First published: Winter 2017
A striking feature of William Hawkins’ (1895–1990) oeuvre is that he so consistently worked in series. During the almost 20 years in which he was most artistically active, he created several versions of favourite themes, including animal paintings such as his Tasmanian Tiger, Eagle and Snake and Rhinoceros; action scenes, such as Alligator and Lovers, Red Dog Running and Buffalo Hunter; and architecture, such as the Neil House Hotel, the Atlas Building and the Huntington Bank. Yet the subject he seems to have returned to most often lay in an area in which he was not prolific: religion. For, of the (very roughly) 25 religious-themed works Hawkins completed, no less than nine were versions of the Last Supper.
Last Supper, 1986, enamel with cornmeal and collage on plywood, 48 x 48 ins. / 121.9 x 121.9 cm, courtesy of The Museum of Everything
Hawkins spent his adult life in Columbus, the state capital of Ohio, in the Midwestern United States. His roots were about 200 miles from there, in late nineteenth-century Kentucky, as he declared in a bold signature on most of his paintings. Growing up on his family’s prosperous horse-breeding farm, he received little formal schooling. Instead, he broke horses, hunted and trapped, and absorbed the natural beauty of the rolling hills. After he moved to Columbus at the age of 21, he came to appreciate the man-made beauty of his adopted city, which he immortalised in many architectural paintings.
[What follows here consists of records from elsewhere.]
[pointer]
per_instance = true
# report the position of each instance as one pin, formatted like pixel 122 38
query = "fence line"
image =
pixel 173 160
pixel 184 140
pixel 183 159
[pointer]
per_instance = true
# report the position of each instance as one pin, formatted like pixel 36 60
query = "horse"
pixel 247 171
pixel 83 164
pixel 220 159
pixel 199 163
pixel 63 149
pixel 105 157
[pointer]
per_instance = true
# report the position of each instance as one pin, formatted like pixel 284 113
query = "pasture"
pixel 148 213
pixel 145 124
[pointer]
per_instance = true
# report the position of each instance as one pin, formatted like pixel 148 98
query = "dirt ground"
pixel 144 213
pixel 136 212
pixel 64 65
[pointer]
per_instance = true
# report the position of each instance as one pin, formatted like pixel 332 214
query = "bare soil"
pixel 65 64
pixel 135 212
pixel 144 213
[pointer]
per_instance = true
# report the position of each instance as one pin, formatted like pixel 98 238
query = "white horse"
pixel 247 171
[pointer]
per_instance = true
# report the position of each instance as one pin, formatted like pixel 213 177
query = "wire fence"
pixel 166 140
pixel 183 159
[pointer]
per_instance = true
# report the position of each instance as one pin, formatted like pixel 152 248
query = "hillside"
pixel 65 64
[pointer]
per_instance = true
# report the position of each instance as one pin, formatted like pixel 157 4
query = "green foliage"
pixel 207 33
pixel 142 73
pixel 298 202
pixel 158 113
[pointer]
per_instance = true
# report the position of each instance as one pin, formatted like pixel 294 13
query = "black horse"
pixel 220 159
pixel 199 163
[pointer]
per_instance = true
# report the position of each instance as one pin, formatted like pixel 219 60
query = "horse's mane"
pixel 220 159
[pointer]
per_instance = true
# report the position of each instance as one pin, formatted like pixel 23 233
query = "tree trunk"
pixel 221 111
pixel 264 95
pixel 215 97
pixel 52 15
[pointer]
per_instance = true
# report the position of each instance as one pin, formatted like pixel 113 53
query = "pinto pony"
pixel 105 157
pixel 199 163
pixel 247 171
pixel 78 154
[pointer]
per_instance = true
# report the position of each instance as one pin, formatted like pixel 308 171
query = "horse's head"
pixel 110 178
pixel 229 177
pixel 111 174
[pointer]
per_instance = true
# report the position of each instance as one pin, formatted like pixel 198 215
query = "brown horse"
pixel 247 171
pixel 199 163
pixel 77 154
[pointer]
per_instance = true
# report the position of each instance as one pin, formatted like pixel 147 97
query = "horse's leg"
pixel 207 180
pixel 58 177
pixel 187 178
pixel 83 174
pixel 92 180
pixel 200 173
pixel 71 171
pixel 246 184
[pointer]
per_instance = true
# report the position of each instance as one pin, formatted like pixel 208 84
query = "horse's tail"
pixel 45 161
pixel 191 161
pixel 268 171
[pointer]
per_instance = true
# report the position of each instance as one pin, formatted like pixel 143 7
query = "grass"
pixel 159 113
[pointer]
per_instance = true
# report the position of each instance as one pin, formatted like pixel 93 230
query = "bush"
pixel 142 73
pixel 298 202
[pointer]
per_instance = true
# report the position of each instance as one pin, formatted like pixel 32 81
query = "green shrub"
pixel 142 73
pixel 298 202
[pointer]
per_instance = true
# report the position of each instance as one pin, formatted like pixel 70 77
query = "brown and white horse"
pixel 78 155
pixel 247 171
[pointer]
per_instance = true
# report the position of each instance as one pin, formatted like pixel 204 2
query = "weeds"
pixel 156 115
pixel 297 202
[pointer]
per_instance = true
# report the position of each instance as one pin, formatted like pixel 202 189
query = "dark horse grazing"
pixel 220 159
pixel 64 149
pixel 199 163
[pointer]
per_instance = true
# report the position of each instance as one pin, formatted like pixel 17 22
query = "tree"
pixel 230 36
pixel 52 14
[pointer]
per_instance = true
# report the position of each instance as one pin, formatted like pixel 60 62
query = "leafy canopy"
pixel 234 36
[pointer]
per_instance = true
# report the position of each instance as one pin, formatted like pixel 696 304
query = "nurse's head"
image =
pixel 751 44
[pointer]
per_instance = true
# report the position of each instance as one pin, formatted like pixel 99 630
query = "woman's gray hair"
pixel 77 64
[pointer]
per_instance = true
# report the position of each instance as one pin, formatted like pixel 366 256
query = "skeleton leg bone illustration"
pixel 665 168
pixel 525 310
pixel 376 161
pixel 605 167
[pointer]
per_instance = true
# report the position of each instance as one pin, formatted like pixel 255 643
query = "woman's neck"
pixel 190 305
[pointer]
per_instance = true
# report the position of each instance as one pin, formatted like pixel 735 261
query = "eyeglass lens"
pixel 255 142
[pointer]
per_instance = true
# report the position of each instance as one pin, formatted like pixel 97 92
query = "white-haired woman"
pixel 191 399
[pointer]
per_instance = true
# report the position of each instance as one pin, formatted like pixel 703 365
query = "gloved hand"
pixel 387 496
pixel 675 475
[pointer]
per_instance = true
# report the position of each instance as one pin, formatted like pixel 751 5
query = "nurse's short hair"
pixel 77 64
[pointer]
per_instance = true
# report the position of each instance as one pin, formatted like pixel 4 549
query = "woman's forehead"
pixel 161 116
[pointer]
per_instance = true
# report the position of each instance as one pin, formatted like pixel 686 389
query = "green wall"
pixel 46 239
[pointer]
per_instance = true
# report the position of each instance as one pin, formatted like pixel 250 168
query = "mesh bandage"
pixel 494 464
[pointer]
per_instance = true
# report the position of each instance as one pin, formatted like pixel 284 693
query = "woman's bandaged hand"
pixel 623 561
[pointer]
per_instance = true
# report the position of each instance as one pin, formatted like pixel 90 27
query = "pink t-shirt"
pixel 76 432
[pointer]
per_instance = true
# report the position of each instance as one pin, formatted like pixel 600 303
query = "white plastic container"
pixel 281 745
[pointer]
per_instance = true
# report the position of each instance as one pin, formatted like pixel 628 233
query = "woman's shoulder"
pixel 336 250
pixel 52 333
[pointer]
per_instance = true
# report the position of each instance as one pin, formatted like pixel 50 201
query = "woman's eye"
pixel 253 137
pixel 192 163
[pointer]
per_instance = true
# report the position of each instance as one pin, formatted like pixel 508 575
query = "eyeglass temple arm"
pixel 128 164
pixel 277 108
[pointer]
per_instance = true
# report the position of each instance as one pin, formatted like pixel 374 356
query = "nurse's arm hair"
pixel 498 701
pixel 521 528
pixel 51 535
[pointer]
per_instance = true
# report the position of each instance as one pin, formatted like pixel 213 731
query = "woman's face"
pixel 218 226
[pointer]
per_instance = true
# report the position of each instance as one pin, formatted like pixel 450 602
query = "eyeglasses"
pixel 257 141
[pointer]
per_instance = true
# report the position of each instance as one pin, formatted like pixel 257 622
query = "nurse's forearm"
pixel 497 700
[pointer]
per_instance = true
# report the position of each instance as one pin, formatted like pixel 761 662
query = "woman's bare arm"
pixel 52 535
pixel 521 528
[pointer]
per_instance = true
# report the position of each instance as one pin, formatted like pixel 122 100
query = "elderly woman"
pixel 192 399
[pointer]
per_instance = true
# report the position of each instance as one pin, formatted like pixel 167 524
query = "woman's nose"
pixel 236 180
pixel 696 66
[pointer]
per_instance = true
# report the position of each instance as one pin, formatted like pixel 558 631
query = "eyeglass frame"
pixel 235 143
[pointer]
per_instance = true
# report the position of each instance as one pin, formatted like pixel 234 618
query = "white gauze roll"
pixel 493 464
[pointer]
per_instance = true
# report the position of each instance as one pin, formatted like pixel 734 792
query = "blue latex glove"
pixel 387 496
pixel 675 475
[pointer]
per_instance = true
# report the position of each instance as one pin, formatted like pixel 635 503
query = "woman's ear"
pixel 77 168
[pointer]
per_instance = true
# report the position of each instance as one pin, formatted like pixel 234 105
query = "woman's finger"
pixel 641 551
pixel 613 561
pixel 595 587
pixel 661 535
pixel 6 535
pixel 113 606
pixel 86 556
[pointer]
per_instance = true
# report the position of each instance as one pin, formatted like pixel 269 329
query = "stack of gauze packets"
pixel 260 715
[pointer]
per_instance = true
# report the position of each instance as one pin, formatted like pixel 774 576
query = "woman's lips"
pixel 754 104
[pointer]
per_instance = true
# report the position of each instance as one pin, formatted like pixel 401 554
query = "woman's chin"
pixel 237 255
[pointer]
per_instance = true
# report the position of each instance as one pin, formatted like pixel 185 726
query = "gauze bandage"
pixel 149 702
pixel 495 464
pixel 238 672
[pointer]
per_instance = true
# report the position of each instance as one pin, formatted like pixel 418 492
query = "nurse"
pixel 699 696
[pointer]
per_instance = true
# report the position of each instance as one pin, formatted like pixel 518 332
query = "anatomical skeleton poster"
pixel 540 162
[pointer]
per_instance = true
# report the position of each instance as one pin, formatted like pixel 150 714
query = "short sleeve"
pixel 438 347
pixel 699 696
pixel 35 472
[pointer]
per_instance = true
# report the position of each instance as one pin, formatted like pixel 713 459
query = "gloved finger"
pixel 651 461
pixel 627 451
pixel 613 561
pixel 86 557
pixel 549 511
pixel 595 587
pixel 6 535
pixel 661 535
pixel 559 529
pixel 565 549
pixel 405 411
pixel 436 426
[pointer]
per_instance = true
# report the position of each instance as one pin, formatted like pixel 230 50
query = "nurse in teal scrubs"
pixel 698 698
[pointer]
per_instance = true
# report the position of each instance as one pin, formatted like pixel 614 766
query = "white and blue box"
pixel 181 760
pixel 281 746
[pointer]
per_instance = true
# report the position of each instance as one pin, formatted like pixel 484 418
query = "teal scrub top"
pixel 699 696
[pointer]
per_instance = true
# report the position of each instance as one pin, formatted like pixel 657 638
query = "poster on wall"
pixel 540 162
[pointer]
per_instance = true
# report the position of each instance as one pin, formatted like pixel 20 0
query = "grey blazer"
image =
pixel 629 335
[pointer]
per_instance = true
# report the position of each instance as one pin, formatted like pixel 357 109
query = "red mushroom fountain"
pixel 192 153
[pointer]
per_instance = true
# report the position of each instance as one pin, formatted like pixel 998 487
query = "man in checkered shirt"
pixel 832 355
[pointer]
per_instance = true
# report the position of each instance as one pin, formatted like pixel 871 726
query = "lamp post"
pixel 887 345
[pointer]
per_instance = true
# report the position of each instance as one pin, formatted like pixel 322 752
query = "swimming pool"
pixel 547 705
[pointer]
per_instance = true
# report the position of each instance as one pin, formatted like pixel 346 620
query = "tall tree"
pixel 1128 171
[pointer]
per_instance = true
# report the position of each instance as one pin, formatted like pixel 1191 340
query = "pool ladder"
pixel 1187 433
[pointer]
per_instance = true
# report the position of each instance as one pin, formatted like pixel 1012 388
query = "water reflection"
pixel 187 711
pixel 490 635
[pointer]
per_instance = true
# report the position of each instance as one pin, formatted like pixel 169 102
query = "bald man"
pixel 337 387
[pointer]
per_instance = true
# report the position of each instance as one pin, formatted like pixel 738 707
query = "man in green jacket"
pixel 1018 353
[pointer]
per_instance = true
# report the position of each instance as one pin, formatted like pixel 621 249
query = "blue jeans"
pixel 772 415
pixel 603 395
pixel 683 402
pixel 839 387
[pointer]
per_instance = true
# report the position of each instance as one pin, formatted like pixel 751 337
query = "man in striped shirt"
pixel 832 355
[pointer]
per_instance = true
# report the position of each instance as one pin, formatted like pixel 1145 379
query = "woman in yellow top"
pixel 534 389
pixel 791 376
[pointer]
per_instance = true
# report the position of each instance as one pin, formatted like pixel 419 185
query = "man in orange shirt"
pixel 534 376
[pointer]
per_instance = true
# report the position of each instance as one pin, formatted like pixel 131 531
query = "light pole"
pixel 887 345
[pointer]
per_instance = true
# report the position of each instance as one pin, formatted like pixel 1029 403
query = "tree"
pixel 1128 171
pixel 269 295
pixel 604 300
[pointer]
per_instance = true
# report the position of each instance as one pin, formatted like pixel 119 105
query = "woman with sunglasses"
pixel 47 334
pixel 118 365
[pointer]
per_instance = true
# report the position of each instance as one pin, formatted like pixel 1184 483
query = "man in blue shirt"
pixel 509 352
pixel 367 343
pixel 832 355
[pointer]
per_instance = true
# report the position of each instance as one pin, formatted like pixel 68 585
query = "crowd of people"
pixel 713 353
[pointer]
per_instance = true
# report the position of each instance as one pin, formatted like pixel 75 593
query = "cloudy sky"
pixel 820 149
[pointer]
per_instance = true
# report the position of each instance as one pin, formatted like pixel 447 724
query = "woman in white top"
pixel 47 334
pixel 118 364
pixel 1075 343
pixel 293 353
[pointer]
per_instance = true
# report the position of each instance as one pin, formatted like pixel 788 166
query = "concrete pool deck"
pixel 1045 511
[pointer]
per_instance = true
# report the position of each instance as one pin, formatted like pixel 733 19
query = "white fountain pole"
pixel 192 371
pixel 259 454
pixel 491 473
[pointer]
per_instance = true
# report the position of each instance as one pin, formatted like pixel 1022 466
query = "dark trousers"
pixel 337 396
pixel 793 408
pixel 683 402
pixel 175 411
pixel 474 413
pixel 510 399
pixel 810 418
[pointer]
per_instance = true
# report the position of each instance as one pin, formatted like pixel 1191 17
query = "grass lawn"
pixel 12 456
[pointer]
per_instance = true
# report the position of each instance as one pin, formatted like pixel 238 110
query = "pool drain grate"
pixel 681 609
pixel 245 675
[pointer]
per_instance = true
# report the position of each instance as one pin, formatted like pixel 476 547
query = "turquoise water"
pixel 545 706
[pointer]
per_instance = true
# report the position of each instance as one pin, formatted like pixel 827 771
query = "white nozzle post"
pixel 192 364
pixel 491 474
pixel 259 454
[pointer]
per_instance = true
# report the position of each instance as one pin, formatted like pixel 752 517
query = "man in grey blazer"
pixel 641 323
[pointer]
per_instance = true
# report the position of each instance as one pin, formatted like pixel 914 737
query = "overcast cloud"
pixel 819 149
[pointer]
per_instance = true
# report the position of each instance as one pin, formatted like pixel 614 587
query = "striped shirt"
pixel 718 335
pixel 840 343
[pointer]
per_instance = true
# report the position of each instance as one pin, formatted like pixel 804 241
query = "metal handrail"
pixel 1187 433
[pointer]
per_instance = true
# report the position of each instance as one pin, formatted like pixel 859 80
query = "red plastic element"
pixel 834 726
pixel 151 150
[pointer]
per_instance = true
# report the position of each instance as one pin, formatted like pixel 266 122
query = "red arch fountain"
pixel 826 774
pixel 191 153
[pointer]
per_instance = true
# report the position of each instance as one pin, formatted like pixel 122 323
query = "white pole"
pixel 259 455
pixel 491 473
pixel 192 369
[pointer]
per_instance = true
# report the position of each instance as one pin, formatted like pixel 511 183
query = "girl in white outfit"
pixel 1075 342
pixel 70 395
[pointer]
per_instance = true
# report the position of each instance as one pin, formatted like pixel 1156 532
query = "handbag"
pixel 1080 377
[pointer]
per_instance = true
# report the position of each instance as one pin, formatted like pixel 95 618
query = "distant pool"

Hawkins was raised in a typically Southern, church-going Protestant family. His early Christianity metamorphosed over time into a devout heterodoxy which, he claimed, encompassed all Protestant belief systems yet treated biblical pronouncements with skepticism. After moving to Columbus, he stopped attending church regularly. Religious subject matter made up a small proportion of his output, which seems to have been determined primarily by what he thought would sell best. Before he caught the attention of the art world, he painted at least three versions of Moses and the Ten Commandments; later, he painted three versions of Jerusalem of the Bible, in which biblical subject matter intersected with architectural landscape. And more than once he painted the Adoration of the Magi and the Nativity, along with single versions of a few other themes.
In 1984, he turned his attention to a piece of iconography that would come to be intimately associated with him and would display most of the traits and innovations that defined his development as an artist. Over the next four years, Hawkins would create nine variations of the Last Supper, all of them remarkably diverse and imaginative.